Autophagy is the process by which your cells break down and recycle damaged or dysfunctional cellular components. Because metabolic syndrome causes these damaged components to build up faster, it can overload the cell’s ability to clear them up. This build-up of waste and damaged organelles (cellular ‘organs’) further increase oxidative stress and inflammation. It can also affect your lipid metabolism, leading to the build-up of fat in your liver and other tissues.
While the processes listed above are some of the most fundamental ways in which metabolic syndrome affects ageing, there are many other mechanisms. For example, metabolic syndrome involves a reduced responsiveness to the blood sugar lowering hormone insulin, a precursor for type II diabetes. Even if you don’t have diabetes, poor insulin sensitivity contributes to most age-related diseases, and is one part of the hallmark of ageing called deregulated nutrient sensing.
Metabolic syndrome is also associated with damage to the mitochondria, the power plants of the cell, resulting in impaired energy production.

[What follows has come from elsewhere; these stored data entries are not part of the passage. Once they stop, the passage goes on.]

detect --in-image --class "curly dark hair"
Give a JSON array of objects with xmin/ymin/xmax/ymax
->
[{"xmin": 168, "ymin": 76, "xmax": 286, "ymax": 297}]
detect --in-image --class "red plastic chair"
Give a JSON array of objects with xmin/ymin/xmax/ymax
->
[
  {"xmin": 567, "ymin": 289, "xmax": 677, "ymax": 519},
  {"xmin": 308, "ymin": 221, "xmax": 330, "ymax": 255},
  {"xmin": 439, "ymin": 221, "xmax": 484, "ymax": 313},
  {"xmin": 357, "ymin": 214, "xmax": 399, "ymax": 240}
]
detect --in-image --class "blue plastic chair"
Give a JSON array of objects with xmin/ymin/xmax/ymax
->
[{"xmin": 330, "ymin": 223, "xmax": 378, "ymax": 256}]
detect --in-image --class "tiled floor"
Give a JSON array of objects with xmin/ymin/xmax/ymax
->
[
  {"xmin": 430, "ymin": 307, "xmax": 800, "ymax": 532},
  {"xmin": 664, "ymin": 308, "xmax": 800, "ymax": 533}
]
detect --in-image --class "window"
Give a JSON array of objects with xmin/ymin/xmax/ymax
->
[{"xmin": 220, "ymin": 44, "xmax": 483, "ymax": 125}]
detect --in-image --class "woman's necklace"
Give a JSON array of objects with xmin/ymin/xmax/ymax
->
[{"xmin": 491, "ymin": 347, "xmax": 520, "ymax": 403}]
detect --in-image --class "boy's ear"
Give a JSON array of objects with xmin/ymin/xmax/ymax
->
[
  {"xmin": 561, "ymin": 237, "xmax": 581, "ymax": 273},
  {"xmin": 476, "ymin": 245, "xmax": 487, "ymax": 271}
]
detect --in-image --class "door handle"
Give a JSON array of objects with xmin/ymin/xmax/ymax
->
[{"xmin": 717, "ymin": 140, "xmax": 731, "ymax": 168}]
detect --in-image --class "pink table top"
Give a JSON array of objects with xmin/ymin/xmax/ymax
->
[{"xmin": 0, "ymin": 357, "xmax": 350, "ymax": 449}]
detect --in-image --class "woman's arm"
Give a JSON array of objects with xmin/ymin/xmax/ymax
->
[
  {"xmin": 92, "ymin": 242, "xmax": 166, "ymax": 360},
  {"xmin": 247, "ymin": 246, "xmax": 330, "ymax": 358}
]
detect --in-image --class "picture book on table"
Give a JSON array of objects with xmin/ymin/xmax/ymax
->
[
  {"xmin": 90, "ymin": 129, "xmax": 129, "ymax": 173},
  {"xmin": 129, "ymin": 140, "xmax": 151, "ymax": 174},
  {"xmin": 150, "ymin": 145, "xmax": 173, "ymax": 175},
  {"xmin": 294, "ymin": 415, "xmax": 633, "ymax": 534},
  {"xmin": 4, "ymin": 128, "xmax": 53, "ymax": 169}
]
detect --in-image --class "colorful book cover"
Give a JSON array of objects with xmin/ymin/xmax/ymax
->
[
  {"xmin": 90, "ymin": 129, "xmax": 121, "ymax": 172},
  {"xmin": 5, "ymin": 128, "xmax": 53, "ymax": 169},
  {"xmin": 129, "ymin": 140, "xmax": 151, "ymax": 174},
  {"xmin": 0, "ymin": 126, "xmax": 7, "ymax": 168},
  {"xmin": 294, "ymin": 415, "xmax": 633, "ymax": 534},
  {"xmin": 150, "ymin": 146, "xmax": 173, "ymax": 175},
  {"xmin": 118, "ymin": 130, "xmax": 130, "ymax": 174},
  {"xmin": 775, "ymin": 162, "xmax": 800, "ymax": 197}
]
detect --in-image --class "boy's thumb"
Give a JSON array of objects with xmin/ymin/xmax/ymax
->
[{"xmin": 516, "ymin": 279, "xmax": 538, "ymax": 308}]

It can reduce the ability of stem cells to self-renew, meaning your tissues are not able to regenerate and heal as effectively. Metabolic syndrome also involves an imbalance in the composition of the gut microbiome, which is increasingly acknowledged to play an important role in the ageing process.
The good news is that metabolic syndrome can be easily prevented by adopting a healthy lifestyle. Preventing metabolic syndrome is generally about limiting inflammation, maintaining low blood sugar and preventing the accumulation of excess nutrients within your tissues, especially the skeletal muscle and liver.
If you already have metabolic syndrome or any of its components, it is not too late to take action! Following the above steps has been shown to reverse metabolic syndrome after just a few weeks of lifestyle changes. Fasting and other forms of dietary restriction have also been shown to be effective for rapid weight loss and reversal of metabolic diseases.